Welcome to our Community
Wanting to join the rest of our members? Feel free to Sign Up today.
Sign up

Sheepdog

Protecting America from excessive stool loitering
Dec 1, 2015
8,912
14,237
Sometimes fans have strange reactions to stoppages involving injuries so I'm going to separate them into levels with examples going from freak accidents to outright victory. If more people had a template for judging these wins, some of the hysteria would cease.

1. Freak injury not caused by winner. Eilers vs Arlovski. Knee injury that had nothing to do with Arlovksi. Deserves no credit.

2. Unintentional defensive maneuver. Weidman-Anderson 2. Will be controversial but Weidman was clearly just instinctively protecting both his leg and body (he doesn't even pick where the strike is going) - it was not a perfectly timed check. Deserves a little but not much credit.

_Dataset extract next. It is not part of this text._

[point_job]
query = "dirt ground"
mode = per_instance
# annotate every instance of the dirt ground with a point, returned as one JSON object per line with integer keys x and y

3. Positional offence that shouldn't conceivably cause injury. Maia-DHK. Fighter establishes dominant postion but is not doing anything that could foreseeably end the fight.

4. Intentional defensive maneuver. Can't think of a specific example but any deliberate, well-timed checked kick injury stoppage will do. Deserves credit BUT the odds of it directly ending the fight are very low, so still should be seen as a somewhat 'lucky' victory.

5. Unintentional offensive strike. Strike that is blocked/misses its intended target. Once again can't think of specific example but an arm break from a kick intended to the head/body fits here. Does not include deliberate wearing down of the arms. Winner deserves some credit.

6. Unclear but likely offensively caused injury. Pete Spratt-Robbie Lawler/Woodley vs Condit. The hardest category. In both these cases, the winner kicked the cunt out of the loser, but the injury itself was separate from any direct strike. Winner still deserves a lot of credit but the win is not fully decisive.

7. Unintentional injury caused by landed intentional strike. Francis vs Cain. Winner deserves almost full credit as they still caused the injury and may have finished fight regardless of injury. But nobody intends to hurt a guy's leg by smashing his jaw, and that raises some small doubt, so it's a 95% but not 100% decisive victory.

8. Capitalizing on injury you caused earlier. Clay Guida vs RDA. Guida breaks RDA's jaw with strikes and then applies force later for the sub. Full credit.

9. Injuries caused by direct intentional offence. Self-explanatory.